Sus ojos se paseaban por las páginas y los titulares, y se detenían en las fotografías. Estaba sentado a un escritorio, mirando todos los artículos que habíamos publicado sobre los asesinatos, clavados en la pared de un pequeño despacho.

—Simplemente no lo entiendo —murmuró. Se recostó en la silla y se frotó los ojos—. Hemos obrado de una manera absolutamente ética. Mira los artículos: ningún editorial sensacionalista en primera plana pidiendo venganza, nada de odio, no sembramos el pánico. Intento averiguar en qué nos equivocamos. ¿Qué clase de mensaje le hemos enviado a ese tipo? ¿De qué manera lo hemos alentado? Diablos, el
Journal
ha sido cuidadoso. Agresivo, sí, pero cuidadoso, en todos y cada uno de los artículos. ¿Acaso el
Times
o el
Washington Post
lo habrían manejado de otra manera? No lo creo. Bueno, tal vez habrían decidido explotarlo a fondo y poner a media docena de periodistas a trabajar en la historia, pero aun así yo defendería la decisión de que te encargaras tú solo de cubrir el caso. Gracias a eso hemos mantenido cierta coherencia, un mismo enfoque. Además, diablos, él te llamaba a ti, no a todo el personal. —Hizo una pausa para reflexionar—. Supongo que las cosas habrían sido distintas si el periódico fuera de Hearst... o uno de los tabloides británicos, del tipo de los de Fleet Street. Podríamos haber llamado a videntes y escrito cartas abiertas al asesino. Podríamos haber publicado titulares sensacionalistas todos los días, habernos entregado a un frenesí periodístico, promovido una especie de guerra santa. Podríamos haber publicado las fotos más truculentas a todo color.

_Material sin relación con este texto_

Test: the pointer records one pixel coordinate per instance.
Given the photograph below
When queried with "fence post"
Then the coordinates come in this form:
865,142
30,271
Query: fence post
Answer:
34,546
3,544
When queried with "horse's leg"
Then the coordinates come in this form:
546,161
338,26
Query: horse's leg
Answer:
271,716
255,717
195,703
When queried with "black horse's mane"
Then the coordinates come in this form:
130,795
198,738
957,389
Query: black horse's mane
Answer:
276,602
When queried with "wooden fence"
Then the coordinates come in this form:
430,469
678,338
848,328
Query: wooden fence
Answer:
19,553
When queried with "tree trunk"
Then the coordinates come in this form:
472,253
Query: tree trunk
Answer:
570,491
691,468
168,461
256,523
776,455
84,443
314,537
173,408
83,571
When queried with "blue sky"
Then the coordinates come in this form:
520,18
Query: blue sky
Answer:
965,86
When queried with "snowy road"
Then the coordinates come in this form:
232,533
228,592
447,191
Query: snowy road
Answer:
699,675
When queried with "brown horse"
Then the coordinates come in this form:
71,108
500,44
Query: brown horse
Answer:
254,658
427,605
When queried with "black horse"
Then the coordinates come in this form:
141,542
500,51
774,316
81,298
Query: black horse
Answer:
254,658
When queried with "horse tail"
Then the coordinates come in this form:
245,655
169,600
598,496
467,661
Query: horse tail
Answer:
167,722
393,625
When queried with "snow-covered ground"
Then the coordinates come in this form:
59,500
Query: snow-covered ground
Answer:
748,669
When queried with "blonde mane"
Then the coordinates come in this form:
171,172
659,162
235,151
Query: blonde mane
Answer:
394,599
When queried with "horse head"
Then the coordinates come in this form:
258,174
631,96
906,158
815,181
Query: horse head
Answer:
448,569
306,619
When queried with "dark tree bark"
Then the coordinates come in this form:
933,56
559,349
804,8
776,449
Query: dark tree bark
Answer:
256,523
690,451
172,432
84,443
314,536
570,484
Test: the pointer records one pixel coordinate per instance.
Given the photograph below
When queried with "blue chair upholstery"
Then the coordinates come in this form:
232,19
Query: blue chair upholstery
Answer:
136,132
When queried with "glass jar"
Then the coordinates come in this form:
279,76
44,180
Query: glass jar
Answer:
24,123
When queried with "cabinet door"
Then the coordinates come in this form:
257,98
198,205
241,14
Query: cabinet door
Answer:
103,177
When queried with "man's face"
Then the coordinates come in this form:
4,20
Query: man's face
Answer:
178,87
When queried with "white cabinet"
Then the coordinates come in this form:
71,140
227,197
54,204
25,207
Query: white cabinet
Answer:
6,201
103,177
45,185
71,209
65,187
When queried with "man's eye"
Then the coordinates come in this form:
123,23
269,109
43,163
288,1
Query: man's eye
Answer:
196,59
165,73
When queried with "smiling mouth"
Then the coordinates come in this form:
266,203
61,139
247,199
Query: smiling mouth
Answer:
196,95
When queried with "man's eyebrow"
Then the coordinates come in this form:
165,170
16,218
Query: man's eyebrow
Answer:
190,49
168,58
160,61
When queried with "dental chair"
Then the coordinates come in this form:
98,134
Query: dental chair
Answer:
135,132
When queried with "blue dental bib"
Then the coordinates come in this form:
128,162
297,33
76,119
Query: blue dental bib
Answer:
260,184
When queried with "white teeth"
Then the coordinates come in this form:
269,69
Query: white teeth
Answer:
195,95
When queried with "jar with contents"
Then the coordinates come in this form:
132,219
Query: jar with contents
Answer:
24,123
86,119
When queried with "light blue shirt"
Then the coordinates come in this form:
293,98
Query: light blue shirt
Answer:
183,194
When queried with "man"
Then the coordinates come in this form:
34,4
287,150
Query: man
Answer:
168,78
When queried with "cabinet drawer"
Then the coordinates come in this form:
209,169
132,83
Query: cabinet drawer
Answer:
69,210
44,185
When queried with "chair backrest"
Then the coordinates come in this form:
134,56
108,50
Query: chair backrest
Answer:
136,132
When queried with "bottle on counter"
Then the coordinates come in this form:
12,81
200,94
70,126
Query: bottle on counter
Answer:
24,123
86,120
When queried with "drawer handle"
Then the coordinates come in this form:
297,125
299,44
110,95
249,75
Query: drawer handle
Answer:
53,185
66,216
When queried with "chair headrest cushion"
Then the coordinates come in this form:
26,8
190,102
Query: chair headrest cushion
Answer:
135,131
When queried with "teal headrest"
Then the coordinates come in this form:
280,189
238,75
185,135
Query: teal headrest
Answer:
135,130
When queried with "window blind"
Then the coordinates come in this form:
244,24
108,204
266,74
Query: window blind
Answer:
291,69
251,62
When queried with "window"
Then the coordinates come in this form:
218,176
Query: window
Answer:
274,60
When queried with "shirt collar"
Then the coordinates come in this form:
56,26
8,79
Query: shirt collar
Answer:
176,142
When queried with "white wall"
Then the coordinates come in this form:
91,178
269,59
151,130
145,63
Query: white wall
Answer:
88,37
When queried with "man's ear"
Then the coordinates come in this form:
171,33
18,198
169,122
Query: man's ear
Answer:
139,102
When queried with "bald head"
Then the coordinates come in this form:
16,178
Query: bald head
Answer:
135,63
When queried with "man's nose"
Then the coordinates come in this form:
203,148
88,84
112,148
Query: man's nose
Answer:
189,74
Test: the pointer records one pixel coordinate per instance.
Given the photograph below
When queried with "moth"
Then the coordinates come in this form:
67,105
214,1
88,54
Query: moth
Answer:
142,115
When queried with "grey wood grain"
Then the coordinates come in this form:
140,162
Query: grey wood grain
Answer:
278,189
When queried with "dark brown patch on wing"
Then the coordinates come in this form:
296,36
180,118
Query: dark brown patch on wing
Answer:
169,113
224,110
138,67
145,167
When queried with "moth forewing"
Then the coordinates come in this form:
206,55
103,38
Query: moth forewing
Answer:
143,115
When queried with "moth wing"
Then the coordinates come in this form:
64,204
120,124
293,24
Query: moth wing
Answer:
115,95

»Pero no hicimos nada de eso. Permanecimos calmos; agresivos, como ya dije, pero circunspectos. Actuamos con toda la respetabilidad y la... responsabilidad que cabe esperar del principal periódico de esta ciudad. Nadie puede acusamos de manipular a ese tipo.

Nolan volvió a frotarse los ojos. Parecía estar hablándoles a los recortes de la pared y no a mí.

—¿Sabes? Incluso pedí a los de la biblioteca que separaran todos los editoriales sobre la guerra de Vietnam. Sólo para repasarlos, para recordar la línea que teníamos entonces. Moderada desde el principio. Un apoyo inicial que, a finales de los años sesenta se transformó en la exigencia de que trajeran a todas las tropas de regreso en 1971 y de que dejaran de apoyar a los regímenes títeres. Creo que no fuimos los primeros, pero estoy seguro de que tampoco fuimos los últimos. —Exhaló un largo suspira—. Estoy envejeciendo —dijo—. Creo que todo esto empieza a afectarme. —Me miró—. ¿Sabes? Envié a mi esposa y mis hijos a casa de mi hermano y mi cuñada, en California. Hace dos semanas.